Sometimes, everything goes pretty much as expected in politics. That is pretty much what happened at the French presidential elections. From the get-go, Emmanuel Macron was the sort of candidate you might have expected to do well in the first round. In the old days, it would probably have taken him several more runs and maybe another 20 years to win the presidency.
Instead he now looks all set to win in two weeks’ time. In addition to his obvious talent as a campaigner, two other factors explain this. Both have broader significance.
First, Macron’s victory highlights how exhausted the two traditional parties of the left and the right are. In France, both lacked credibility and ideas at the start of the campaign. Add accusations of corruption in the case of François Fillon, and it is easy to explain how his attempt to run on an ideas platform only led him to a disappointing third place finish just short of 20%. Benoît Hamon, the official Socialist candidate came in 5th, with only about 6% of the vote.
Second, voters may flirt with radical ideas from both left and right. Marine Le Pen did secure 21% after all, while Jean-Luc Mélenchon managed to almost make it among the top three. However, French voters do not appear ready to hand power to the populists just yet.
We would expect traditional politicians from all sides of the ideological spectrum to rally around Macron in the next two weeks. That should most certainly allow him to win the presidency, and leave his centrist political movement En Marche! well positioned for the June parliamentary elections.
But, for such a new group, winning even a few dozen seats would be quite an achievement. Given the vagaries of the French electoral system, En Marche! will have to cut deals ahead of the vote. With the traditional parties in disarray, this will take a lot of political skill. So will governing with what is likely to be a splintered and divided parliament, requiring coalitions of one sort or the other. Macron has shown himself a talented campaigner. The hard part starts right about now: proving that he can actually deliver on his promises to make France more innovative, leaner and competitive again.
From a market perspective this certainly looks like a favorable outcome. We are already seeing increased investors' risk appetite on Monday morning. More specifically we see the following asset-class implications:
Equities: The European political landscape has deterred many international investors from shifting funds to this region in the past few months. With what we regarded the biggest political tail risk now almost off the table, we believe that flows into European equities will increase. Fundamentals have been improving for some time now, with Eurozone purchasing manager indices (PMIs)at seven-year highs. Continuous positive earnings revisions in 2017 are being supported by companies across various sectors commenting positively on their outlook. We expect double-digit earnings growth in 2017. This leads us to upgrade Europe to Overweight. We will soon publish a more detailed report on European equities. On a sector basis we upgrade financials to Overweight and reduce telecoms to Underweight as of today.
Fixed Income: We have entered the election with a risk bias, being overweight periphery bonds, euro investment gradeas well as emerging-market bonds. Given the outcome we keep this positioning, as well as being underweight duration. We still expect 10-year sovereign rates to increase on a 12-month horizon. We expect further spread tightening of periphery and French sovereigns after a successful second round.

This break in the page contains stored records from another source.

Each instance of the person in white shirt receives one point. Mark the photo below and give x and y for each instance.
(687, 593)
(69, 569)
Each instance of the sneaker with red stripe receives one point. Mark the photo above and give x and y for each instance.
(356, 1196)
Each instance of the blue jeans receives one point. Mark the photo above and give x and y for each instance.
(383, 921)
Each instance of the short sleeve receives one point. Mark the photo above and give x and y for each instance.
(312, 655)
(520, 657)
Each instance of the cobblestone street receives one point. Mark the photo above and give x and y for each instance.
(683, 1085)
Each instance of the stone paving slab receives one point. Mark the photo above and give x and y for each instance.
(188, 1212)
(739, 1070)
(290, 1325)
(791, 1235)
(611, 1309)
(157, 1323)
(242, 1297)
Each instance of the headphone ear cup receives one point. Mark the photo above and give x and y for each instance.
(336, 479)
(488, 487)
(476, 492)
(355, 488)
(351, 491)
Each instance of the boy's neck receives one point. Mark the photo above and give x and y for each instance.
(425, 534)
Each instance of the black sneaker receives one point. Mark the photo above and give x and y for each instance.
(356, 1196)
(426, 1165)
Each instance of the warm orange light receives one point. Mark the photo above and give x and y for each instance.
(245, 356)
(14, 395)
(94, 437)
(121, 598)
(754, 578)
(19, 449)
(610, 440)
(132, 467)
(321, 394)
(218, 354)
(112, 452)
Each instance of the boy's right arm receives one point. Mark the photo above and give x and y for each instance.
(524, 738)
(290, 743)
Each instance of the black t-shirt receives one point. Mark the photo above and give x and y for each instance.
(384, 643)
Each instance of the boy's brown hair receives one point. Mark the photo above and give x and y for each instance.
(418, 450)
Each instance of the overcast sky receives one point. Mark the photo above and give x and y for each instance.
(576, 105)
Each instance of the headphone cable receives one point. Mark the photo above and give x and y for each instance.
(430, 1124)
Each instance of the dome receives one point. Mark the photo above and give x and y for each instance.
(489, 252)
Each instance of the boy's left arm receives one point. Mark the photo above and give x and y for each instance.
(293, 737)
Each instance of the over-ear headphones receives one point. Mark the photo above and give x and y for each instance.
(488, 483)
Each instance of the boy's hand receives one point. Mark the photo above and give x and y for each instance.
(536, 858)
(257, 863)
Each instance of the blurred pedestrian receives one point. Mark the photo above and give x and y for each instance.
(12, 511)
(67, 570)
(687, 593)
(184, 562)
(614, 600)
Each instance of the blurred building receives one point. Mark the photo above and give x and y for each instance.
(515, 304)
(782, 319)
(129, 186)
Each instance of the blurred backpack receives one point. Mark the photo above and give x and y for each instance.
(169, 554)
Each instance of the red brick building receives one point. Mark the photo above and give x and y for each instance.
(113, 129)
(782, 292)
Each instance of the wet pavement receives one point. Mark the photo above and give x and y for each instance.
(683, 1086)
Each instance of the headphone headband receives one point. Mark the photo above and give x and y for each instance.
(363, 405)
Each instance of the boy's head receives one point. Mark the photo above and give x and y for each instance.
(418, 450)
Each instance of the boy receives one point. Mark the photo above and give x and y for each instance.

Currencies: EUR/USD initially gained almost 2% compared to Friday close. We expect further support for the euro while seeing few drivers for the U.S. dollar in the short term. Next to positive Eurozonenews there is scope for negative headline news from the U.S as the continuing resolution, on which the U.S. budget is running, expires by the end of the week. Strategically, however, we stick to our parity call for the time being.